Cela peut sembler évident, mais mieux vaut le rappeler, même si un proxy semble fonctionner plus ou moins de la même manière qu’un VPN, nous vous conseillons fortement de passer par l’un de ces derniers si vous ne voulez pas que vos données soient compromises. Alors, oui, un bon VPN signifie de passer par un abonnement généralement payant (mais certains proposent des périodes d’essais et des formules « satisfaits ou remboursés » à l’instar d’ExpressVPN), mais rappelez-vous que dans le cas d’un proxy ou VPN soi-disant gratuit, vous n’avez aucune assurance concernant le chiffrage de vos données. Et quand parmi ces données transitent notamment les identifiants et mots de passe liés à vos comptes Steam/Fortnite/Blizzard etc., vous n’avez certainement pas envie de laisser ces informations entre les mains de parfaits inconnus. Comme d’habitude, si quelque chose est gratuit, c’est bien souvent que c’est vous le produit.
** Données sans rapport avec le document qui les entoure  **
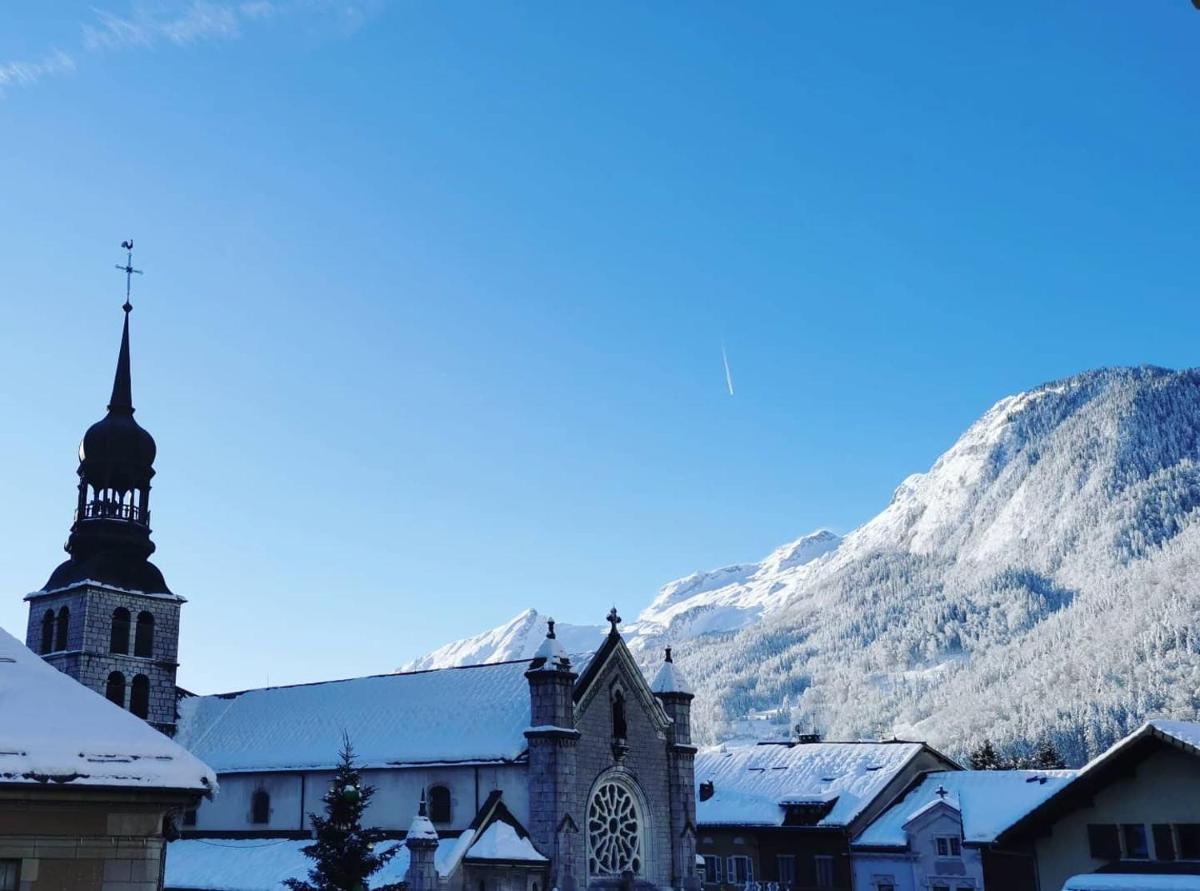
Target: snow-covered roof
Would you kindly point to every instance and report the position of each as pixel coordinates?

Si vous jouez sur console, vous pouvez également vous protéger des attaques DDoS en installant un VPN sur votre routeur.


Je suis un gameur.com

Je suis un gameur.com, c'est un blog indépendant sur le jeu vidéo. Créé par un vrai passionné, il retrace l'actualité majeure de la scène vidéoludique et passe en revue les derniers jeux. Longue vie au jeu vidéo!

4 Commentaires »

  1. On entend souvent parler des attaques DDos, dans tout ce qui se connecte les ordinateurs, des sites ciblés. C’est clair comme on sait tout se procurer via internet, pas très dur de reproduire la chose après. En même temps on ne s’étonne pas, quand on entend la rage de certains joueurs. Puis je pense que les classements de pas mal de jeux vidéo en ligne sont faussés par les tricheurs. C’est sûr dans un FPS, ça fourmille de personne regardant à leur ratio. Attends quand je vais arriver sur Battlefield V ça va plus tarder. Bannir le joueur à vie me parait la meilleure sanction…peut-être que cela ferait réfléchir et non pas bannir d’un seul jeu. La haine est quelque chose qui n’est pas près de disparaitre. Drôle d’idée de s’énerver comme ça, en plus ils énervent les autres.

  2. Article très intéressant et sympa à lire (featuring el famoso Jean-Kevin, on l’a tous rencontré au moins une fois celui-là XD). Bon heureusement je joue pas trop aux jeux vidéo compétitifs donc j’ai pas à me soucier de cette histoire d’attaque DDoS plus que ça !

  3. Ce bon vieux Jean-Kev, toujours prêt à nous ennuyer !

    Les attaques sont monnaie courante, pour empêcher des lancements de sites web, bloquer des accès à certains services.

    Je crois que c’est arrivé plusieurs fois aux services en ligne de Sony notamment.